PARIS — Startup satellite broadband provider Avanti Communications has won an arbitration award against launch-services provider SpaceX relating to Avanti’s decision to scrap a planned launch aboard a SpaceX rocket in favor of Europe’s Ariane 5 vehicle, Avanti said.

London-based Avanti also updated investors on the commercial outlook for its Hylas 1 Ku- and Ka-band satellite, which was launched in November and began commercial service April 4.

In a statement dated April 18, Avanti said the American Arbitration Association of New York awarded the full $7.6 million refund that Avanti had demanded of Space Exploration Technologies (SpaceX), of Hawthorne, Calif., builder of the Falcon 9 rocket originally selected to launch Hylas 1. The Falcon 9’s launch rate has not increased as quickly as planned.

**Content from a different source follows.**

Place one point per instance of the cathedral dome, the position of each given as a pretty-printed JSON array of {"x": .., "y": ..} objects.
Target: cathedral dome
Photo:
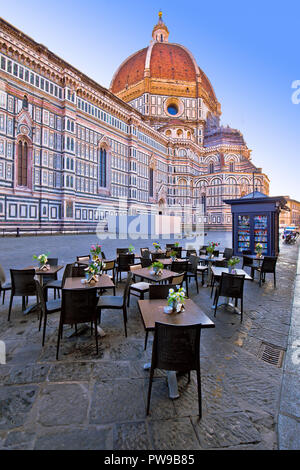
[{"x": 163, "y": 68}]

Avanti said its contract with SpaceX stipulated a certain number of successful Falcon 9 liftoffs before the Hylas 1 launch. When SpaceX fell behind its Falcon 9 launch schedule, Avanti contracted with Europe’s Arianespace launch consortium for a launch aboard the European version of Russia’s medium-lift Soyuz rocket.

The European Soyuz was unavailable to perform the launch in time, and Evry, France-based Arianespace agreed to carry Hylas 1 as the second passenger aboard the heavy-lift Ariane 5 ECA rocket.

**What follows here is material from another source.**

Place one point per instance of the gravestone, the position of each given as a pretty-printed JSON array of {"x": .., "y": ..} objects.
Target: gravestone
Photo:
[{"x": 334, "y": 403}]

Avanti said the arbitration award is binding and increases at a preset rate of interest from the day of the award.

Hylas 1 began service with a backlog of 139 million British pounds ($225.2 million), Avanti said. The company has ordered a larger Hylas 2 satellite from Orbital Sciences Corp. of Dulles, Va., with delivery scheduled for 2012. Avanti said Hylas 2’s backlog is already at 28.4 million pounds, not including an option, valued at 113.4 million pounds, for capacity “which is subject to a significant option fee.”

Some 52 percent of Hylas’ backlog is for enterprise and military applications, not including the Hylas 2 option, Avanti said. The rest is for consumer and small-business broadband. Cellular backhaul is likely to be “a significant percentage of backlog,” the company said.

Avanti started its satellite-broadband business by leasing conventional Ku-band capacity on other operators’ satellites and has about 5,000 customers, of which 10 percent have been transferred to Hylas 1. In addition to these customers, Avanti said its service providers have a customer base that Avanti is assisting in the move toward Hylas 1. When these are added into the Hylas 1 customer count, the total is more than 20,000 users, Avanti said.

Avanti had promised investors that Hylas 1 would be at least 25 percent booked when it entered service. The company said it exceeded that goal and had booked 35.1 percent of the satellite’s capacity at “peak utilization rate under Hylas 1 aggregate contracts.”